Nelson served as Assistant Secretary of State under Presidents Harry Truman and Franklyn Delano Roosevelt before becoming Governor of New York and the US Vice-President under Gerald Ford.
Along with his wife Margaretta ‘Happy’ Fitler, he lived in a three-storey Penthouse in Manhattan filled with expertly curated and custom-designed objects.
Nelson & Happy Rockefeller explored the art of many different times and places, including Japanese prints & ceramics and 18th-century European porcelain. Ahead of our dedicated sale on 18 January in #NYC, discover some of the many outstanding works on offer #SothebysAmericana pic.twitter.com/hXKE7Ctz7j
— Sotheby's (@Sothebys) January 9, 2019
Few collections rivalled the Rockerfellers’
The couple were among the nation’s most prominent collectors and many of their prized pieces have gone to auction recently. An auction in December sold off their extensive range of jewels, while another in November included many of their 20th-century design and contemporary art pieces.
A third auction, scheduled for 18 January at Sotheby’s New York, will span almost 300 eclectic lots, including Americana artefacts, rare books and manuscripts and artworks by Pablo Picasso, Henri Toulouse-Lautrec and Paul Gauguin.
The auction, titled ‘A Collecting Legacy: Property from the Collection of Nelson & Happy Rockefeller’, also includes dozens of fine Chinese ceramics, some dating back to the 17th Century as well as a range of Japanese calligraphy and woodblock prints.

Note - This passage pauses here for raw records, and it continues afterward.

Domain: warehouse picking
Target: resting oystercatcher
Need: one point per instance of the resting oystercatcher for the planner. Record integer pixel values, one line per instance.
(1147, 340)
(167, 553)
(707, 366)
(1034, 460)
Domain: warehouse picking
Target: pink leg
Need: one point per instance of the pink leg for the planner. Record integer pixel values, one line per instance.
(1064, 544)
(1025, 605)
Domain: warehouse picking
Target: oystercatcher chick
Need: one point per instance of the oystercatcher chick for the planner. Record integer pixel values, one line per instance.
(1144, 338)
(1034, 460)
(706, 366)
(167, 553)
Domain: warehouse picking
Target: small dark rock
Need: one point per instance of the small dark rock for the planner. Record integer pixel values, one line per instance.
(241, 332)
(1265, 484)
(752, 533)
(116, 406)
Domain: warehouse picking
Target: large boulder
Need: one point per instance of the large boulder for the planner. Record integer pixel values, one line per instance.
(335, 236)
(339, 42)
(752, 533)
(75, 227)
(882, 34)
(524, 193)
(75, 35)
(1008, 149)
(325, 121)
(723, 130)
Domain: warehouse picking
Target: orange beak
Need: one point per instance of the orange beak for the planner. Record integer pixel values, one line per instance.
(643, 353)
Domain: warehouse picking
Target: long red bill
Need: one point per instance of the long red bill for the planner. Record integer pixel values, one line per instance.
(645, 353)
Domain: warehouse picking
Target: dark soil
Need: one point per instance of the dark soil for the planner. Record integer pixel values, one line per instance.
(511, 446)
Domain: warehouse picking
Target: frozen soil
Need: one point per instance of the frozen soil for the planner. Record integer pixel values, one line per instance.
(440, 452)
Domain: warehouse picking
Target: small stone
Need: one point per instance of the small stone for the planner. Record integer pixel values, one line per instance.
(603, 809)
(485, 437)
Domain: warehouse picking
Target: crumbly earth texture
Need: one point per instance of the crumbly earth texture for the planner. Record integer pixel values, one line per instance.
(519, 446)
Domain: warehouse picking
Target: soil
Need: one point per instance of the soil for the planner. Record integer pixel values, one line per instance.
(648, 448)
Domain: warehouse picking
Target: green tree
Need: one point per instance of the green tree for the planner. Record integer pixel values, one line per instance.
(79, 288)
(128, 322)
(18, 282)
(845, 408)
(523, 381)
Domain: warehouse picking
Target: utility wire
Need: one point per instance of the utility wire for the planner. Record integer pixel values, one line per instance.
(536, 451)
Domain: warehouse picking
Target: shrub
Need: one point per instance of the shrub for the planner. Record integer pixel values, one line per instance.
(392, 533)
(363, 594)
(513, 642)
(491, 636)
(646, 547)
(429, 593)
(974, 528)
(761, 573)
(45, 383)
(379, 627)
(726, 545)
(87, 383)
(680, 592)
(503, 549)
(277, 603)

Above: A pair of Meissen Monteiths from the ‘Swan’ Service. Expected price: US$150-200,000
One of the highlights of the lot is the Meissen ‘Swan’ service ceramics, which includes a duo of Meissen Monteiths circa 1740-41. The pair of ceramics are estimated to fetch US$150-200,000 at the auction.
The service had originally been commissioned in 1736 by German Count Heinrich von Brühl, later the Director of the Royal Porcelain Factory at Meissen. It has since become prized for both its historic importance and aesthetic beauty. Such elaborate services acted as genuine status symbols among aristocratic families in the 18th Century.
Above: A Meissen Wine Bottle Holder from the ‘Swan’ service. Expected price: US$30-50,000
Many of the couple’s most rare and valuable works have already been given away to museums and galleries or distributed to family members. Happy Rockerfeller, who earned her nickname for her perpetually sunny demeanour and outgoing nature, kept some of her favourites until she passed away in 2015.
These remaining items form the core of the trio of auctions and paint a vivid picture of a glamorous, internationally-minded collector.